Postby orthogon » Tue Oct 31, 2017 3:27 pm UTC

Soupspoon wrote:That best practice doesn't rely on continual maintenance. It more works towards spreading the bets so that any unforseen pause in the process will still leave various mirroring versions of archival material around (and probably around in different places, each differently vulnerable to the vicisitudes of time) so that once the future turns back to an interest in the old material there's a multi-pronged possibility of finding something recoverable. Either directly or by piecing together fragments from across the canon. Moreover, it is not inconceivable that fragments of acetate-stored records, together with a hardy but lost-art digital representations and various other breadcrumbs could form a Rosetta Stone towards the better understanding of a yet wider range of materials, given the opportunity for further study.

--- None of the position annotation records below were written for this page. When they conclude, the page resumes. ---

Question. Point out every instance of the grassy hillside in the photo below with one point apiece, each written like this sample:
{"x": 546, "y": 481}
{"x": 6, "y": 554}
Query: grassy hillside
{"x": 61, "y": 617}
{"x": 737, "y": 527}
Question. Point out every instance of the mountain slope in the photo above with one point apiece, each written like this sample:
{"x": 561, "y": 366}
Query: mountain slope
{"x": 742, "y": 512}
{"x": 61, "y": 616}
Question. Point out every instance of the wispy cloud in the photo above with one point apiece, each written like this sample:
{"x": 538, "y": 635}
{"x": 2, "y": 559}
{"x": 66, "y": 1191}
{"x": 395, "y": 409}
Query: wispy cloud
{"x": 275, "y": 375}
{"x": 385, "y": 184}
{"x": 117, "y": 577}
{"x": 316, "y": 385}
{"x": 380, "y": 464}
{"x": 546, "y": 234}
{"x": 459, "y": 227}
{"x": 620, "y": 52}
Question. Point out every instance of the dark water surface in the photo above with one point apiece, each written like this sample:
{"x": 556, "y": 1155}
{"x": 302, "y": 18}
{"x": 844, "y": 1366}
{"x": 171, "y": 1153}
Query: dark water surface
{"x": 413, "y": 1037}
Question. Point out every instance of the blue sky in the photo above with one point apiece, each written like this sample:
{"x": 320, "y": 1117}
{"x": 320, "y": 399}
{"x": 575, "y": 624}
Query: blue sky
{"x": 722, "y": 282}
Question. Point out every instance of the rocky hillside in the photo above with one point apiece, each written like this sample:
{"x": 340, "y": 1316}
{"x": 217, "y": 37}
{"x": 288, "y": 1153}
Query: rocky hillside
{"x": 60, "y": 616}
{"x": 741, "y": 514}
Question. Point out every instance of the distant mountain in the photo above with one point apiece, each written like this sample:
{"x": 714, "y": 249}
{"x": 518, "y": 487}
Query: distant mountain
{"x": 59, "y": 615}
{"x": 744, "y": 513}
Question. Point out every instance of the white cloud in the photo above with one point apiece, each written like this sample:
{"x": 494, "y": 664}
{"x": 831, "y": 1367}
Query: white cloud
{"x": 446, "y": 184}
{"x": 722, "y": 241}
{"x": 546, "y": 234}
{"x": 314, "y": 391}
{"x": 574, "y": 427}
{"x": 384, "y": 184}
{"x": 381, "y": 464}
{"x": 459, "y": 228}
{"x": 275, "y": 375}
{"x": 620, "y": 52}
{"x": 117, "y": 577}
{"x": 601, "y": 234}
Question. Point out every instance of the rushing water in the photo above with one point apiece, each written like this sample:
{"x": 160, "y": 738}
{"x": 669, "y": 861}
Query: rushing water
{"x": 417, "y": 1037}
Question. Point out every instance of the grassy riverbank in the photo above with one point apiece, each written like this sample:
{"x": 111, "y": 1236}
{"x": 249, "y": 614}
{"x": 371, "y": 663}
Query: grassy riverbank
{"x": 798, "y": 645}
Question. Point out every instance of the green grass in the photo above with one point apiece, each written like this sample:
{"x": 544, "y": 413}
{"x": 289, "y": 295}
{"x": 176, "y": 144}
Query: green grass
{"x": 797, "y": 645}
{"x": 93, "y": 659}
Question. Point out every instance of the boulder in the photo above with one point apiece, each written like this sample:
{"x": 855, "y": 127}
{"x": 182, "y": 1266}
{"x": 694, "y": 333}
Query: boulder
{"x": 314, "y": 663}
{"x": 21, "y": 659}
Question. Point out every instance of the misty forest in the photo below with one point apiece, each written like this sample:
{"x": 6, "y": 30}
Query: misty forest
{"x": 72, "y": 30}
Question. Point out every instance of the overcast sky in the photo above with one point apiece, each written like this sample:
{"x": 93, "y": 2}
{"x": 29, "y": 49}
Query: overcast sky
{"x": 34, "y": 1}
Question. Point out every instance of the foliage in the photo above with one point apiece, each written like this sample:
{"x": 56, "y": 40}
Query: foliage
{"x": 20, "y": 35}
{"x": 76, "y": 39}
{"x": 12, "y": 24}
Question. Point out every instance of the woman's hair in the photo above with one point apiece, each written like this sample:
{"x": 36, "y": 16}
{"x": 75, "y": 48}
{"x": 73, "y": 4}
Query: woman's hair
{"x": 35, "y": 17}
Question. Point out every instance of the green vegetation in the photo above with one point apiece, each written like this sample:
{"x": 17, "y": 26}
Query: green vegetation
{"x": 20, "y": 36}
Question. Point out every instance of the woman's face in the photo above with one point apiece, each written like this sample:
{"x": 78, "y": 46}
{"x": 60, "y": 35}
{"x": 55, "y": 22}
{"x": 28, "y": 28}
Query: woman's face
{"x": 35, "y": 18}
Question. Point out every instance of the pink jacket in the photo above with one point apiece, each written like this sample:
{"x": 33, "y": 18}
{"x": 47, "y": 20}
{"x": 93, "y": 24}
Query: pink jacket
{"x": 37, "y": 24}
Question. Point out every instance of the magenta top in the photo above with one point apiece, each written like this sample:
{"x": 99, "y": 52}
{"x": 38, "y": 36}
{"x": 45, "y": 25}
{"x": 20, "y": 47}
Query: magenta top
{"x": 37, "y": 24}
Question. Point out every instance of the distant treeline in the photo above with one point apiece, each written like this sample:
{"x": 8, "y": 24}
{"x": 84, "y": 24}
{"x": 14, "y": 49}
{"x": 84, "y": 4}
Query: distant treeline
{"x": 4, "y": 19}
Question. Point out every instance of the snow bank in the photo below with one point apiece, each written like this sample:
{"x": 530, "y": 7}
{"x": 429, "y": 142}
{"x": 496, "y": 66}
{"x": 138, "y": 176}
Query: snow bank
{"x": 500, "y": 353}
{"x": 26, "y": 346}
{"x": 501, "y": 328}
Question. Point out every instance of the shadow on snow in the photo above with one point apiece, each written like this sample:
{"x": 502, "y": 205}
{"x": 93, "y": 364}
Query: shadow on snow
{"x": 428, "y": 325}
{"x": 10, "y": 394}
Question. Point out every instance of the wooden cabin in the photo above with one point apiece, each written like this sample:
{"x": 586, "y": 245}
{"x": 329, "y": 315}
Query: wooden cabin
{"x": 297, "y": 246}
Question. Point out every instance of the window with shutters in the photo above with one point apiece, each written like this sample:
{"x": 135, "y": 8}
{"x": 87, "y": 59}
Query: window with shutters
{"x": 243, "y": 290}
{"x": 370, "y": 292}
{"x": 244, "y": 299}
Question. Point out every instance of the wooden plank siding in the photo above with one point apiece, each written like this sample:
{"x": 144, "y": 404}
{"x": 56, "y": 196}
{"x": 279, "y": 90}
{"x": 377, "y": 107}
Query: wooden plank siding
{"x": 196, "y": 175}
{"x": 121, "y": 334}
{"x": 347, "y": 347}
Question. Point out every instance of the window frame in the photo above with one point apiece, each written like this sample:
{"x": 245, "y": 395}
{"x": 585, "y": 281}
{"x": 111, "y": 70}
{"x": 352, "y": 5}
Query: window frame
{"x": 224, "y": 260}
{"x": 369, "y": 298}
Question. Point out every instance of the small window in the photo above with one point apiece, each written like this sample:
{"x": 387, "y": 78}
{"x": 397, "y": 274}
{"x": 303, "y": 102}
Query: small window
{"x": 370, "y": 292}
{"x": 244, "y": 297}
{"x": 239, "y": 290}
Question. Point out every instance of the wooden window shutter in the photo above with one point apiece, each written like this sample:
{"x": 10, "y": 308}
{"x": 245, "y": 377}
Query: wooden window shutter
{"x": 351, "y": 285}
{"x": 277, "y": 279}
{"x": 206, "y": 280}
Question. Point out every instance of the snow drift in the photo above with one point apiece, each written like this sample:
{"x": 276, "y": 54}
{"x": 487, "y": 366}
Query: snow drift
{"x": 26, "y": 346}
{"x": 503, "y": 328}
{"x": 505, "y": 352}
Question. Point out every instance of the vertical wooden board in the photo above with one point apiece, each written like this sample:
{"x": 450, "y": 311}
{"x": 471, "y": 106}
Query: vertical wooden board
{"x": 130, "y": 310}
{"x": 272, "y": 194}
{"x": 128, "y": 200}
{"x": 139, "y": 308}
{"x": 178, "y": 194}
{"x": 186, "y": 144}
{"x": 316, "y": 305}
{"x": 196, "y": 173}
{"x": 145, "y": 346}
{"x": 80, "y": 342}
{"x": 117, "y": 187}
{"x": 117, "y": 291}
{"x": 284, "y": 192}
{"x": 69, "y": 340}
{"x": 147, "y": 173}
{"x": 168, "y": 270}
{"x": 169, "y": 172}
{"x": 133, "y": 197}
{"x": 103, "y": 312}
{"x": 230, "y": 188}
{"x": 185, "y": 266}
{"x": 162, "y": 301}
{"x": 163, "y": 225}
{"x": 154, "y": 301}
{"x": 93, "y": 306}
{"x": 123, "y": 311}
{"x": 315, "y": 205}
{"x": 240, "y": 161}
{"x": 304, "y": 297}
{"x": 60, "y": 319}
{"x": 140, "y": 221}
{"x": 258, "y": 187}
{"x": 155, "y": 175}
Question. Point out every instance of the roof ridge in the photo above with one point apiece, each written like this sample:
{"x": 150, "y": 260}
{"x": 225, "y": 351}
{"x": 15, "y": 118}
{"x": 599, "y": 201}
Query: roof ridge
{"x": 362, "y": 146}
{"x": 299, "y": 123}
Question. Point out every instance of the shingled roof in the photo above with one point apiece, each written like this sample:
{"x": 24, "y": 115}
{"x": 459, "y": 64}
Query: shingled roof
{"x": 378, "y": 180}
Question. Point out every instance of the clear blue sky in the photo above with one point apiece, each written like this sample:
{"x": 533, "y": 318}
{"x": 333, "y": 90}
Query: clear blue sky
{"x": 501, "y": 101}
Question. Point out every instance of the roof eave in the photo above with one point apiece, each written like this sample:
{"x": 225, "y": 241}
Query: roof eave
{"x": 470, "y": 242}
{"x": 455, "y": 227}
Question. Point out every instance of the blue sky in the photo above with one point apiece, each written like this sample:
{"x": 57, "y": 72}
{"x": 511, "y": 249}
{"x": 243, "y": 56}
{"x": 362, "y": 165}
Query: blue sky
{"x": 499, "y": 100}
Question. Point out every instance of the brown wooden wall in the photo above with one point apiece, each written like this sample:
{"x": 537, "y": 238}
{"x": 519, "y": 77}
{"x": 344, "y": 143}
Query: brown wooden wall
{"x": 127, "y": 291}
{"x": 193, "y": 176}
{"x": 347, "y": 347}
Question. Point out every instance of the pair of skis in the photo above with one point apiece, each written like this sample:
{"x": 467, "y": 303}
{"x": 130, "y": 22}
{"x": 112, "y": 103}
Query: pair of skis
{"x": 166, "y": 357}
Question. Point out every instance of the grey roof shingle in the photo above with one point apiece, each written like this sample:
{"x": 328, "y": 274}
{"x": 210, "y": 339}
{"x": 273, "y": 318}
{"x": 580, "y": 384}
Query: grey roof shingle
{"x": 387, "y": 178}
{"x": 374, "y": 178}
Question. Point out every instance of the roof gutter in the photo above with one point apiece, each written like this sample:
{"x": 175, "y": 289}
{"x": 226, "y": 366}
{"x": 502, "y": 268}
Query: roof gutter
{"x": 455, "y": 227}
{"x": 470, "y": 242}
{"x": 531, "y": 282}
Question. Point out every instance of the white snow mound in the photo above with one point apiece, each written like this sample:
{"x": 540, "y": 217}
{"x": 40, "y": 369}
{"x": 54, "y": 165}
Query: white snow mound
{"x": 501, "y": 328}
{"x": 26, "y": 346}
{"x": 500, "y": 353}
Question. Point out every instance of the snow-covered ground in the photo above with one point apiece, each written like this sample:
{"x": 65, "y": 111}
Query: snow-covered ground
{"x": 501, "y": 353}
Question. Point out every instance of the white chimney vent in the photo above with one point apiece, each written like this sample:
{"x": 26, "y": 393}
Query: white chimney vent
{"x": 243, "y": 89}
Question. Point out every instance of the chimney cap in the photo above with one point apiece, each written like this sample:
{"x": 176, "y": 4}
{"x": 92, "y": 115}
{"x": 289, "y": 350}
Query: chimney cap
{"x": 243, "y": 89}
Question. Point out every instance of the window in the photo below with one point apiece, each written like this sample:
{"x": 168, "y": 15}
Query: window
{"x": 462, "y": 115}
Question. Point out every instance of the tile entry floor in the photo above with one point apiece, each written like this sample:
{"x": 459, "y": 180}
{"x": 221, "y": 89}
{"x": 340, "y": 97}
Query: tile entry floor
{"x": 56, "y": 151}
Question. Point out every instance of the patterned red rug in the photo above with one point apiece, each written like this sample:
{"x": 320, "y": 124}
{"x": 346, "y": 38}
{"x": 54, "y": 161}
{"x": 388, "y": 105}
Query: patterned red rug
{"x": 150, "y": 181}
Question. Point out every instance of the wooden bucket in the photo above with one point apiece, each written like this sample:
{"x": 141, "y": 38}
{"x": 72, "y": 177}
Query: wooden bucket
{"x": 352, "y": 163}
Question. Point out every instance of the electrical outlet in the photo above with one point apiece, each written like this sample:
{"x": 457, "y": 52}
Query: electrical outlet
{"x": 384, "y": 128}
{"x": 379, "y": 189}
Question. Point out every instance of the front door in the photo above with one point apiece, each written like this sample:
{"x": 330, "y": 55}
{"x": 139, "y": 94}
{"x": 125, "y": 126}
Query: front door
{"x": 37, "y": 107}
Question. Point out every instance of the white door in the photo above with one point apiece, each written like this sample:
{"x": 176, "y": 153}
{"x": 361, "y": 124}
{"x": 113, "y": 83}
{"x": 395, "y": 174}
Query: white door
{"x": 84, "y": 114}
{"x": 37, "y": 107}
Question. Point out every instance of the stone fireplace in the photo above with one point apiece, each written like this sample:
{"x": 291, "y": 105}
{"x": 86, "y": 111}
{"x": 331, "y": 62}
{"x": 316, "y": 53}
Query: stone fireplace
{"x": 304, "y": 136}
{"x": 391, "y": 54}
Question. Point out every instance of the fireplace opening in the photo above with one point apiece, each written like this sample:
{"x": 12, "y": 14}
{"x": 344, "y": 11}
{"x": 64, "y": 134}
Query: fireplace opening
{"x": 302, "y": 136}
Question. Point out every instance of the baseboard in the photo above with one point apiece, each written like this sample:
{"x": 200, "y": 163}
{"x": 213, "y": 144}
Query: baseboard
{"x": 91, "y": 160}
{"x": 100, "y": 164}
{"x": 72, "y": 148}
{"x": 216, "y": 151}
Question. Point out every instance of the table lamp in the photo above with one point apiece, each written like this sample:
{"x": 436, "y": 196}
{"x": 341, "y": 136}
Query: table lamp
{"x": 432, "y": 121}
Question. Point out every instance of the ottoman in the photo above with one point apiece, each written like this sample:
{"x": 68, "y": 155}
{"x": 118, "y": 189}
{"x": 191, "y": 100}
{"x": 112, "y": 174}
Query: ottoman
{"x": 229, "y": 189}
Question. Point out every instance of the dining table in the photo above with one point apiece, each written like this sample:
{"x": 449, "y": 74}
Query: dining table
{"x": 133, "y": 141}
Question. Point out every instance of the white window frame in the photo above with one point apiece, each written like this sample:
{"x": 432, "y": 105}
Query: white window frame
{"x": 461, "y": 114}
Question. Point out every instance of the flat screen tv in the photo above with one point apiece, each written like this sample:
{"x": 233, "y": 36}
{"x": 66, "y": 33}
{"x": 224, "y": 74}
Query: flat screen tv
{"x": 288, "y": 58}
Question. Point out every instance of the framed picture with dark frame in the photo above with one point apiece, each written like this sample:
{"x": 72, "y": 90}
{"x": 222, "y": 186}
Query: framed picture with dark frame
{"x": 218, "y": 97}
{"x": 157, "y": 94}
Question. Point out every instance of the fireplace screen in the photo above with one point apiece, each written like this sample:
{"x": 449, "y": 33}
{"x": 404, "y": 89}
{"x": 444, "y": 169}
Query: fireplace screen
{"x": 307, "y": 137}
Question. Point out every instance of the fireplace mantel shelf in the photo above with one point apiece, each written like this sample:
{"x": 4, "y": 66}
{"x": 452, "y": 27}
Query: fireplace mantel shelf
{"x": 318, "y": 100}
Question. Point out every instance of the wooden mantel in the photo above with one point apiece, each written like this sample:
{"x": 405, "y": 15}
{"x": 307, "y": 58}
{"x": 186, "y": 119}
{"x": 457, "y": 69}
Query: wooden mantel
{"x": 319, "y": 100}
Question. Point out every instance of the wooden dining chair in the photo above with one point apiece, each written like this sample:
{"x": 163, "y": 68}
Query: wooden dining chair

That's ignoring the more immediate recovery from "Oh no! All our CD-RW archive media from 15 years ago have degraded!" problems, necessitating pulls from the bulk deep-paper archives and/or Last Good Read copies to more contemporanius (or at least more recently re-written) forms of media.

These discussions often confuse two different things, though. There's the longevity of the medium, which is what people are referring to when they say "oh, yeah, they told us CDs would last forever". We've obviously realised that individual digital media can't be trusted, and that we need to keep backups in multiple places and continually migrate them onto the latest technology, as you describe. But the great thing about digital files is that this is extremely easy and cheap to do, because it doesn't matter what the data is: providing reliable storage for digital files is a standard off-the-shelf service. It doesn't need specialists in particular video tape standards or microfiche formats. The files themselves are the archives, not the magnetic discs or whatever on which they're stored.

That leaves the problem of longevity of the file format, which I think is what's being discussed here and is the major problem. Nevertheless, I'd expect that text should last as long as the writing systems themselves survive, provided there's a way of pulling the wheaty text out of all the other chaff in the file. (Diagrams and photos are another story). This implies that a good format ought definitely to preserve the order of text characters and keep passages of text together. PDFs don't always do this; quite often the letters of a word will be separated from one another (I know this from trying to search a PDF for a word that I can damn well see occurs at least once).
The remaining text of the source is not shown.